Hough, a county planning commissioner, is calling the primary results a “win” for his campaign and evidence that his grassroots style of campaigning resonates with District 6 voters focused more on infrastructure and neighborhood challenges than on politics at City Hall.
Lee, an arts nonprofit executive, said he outspent Hough so dramatically because he is a first-time candidate with limited name recognition. Hough lost a runoff for the seat to Cate in 2018.
Lee has been endorsed by the county Democratic Party, the San Diego Regional Chamber of Commerce, Mayor Todd Gloria and the region’s largest labor organization — the San Diego and Imperial Counties Labor Council. Hough has strong support from environmental groups.
District 6 includes Mira Mesa, Kearny Mesa and University City.
In three other November runoffs for San Diego City Council seats, incumbents have significantly more money than their challengers.
Councilmember Dr. Jennifer Campbell has a huge fundraising lead over challenger Linda Lukacs in the race for coastal District 2. Campbell has $61,000 in her war chest, while Lukacs has $9,000.
Campbell, a Democrat, is considered a heavy favorite over Republican Lukacs in November because registered Democrats outnumber registered Republicans in the district 41,090 to 23,346.
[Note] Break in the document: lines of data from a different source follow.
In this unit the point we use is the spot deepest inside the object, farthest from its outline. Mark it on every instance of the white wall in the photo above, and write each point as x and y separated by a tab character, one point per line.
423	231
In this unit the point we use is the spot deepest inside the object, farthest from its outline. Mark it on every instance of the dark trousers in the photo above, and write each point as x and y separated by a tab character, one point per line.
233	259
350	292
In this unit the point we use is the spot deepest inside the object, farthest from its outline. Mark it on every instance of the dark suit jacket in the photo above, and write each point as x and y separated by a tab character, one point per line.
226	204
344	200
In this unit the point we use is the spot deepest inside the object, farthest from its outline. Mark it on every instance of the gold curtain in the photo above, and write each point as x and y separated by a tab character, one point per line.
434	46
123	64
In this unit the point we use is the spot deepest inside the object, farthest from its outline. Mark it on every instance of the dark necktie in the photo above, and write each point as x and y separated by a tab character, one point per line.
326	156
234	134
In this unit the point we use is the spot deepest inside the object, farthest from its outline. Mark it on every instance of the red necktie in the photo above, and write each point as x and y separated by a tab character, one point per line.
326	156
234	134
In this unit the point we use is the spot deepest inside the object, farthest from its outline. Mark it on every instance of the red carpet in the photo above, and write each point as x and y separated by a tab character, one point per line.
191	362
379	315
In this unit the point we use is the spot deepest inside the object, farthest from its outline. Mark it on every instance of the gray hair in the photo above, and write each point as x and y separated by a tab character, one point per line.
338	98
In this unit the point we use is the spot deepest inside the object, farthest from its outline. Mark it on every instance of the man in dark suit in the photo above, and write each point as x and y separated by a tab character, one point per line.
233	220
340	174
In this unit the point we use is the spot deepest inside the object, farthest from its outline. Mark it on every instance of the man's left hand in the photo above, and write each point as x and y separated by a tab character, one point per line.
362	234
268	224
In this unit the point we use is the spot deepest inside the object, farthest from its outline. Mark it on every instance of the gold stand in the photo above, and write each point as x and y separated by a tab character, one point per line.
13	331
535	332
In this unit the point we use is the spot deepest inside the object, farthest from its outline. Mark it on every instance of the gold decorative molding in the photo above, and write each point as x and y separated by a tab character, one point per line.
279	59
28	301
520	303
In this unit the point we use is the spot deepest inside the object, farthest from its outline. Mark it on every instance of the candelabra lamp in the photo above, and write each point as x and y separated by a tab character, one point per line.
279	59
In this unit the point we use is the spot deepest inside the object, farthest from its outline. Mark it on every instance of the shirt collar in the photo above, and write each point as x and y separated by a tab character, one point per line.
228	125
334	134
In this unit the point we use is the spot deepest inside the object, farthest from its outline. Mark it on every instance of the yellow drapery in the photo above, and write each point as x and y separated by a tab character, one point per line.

But Campbell outspent Lukacs $186,000 to $14,000 and beat her by only about 1,600 votes, 10,832 to 9,211. Campbell, however, was facing three other strong Democrats in the primary, while Lukacs was the only Republican in the field.
District 2 includes Clairemont, Point Loma, Ocean Beach, Mission Beach and Old Town.
Councilmember Vivian Moreno has $158,000 in her Democrat-versus-Democrat battle against challenger Antonio Martinez, who has $42,000. They are facing off for District 8, which includes Barrio Logan, Sherman Heights, San Ysidro and Otay Mesa.
The race is a rerun of a 2018 runoff where Moreno narrowly defeated Martinez by 549 votes, 14,950 to 14,401. But Moreno finished ahead of Martinez by a much wider margin in June, 8,432 to 4,873.
District 8 includes Barrio Logan, Sherman Heights, San Ysidro and Otay Mesa.
In the runoff for District 4, Councilmember Monica Montgomery Steppe has $42,000, and her opponent Gloria Evangelista has not reported raising any money.
Montgomery Steppe, a Democrat, also has a partisan advantage over Republican Evangelista. Registered Democrats outnumber registered Republicans 41,698 to 13,864 in District 4, which includes Encanto, Skyline Hills and many other southeastern San Diego communities.
Montgomery Steppe easily finished first in June, receiving 12,110 votes while Evangelista got 3,683.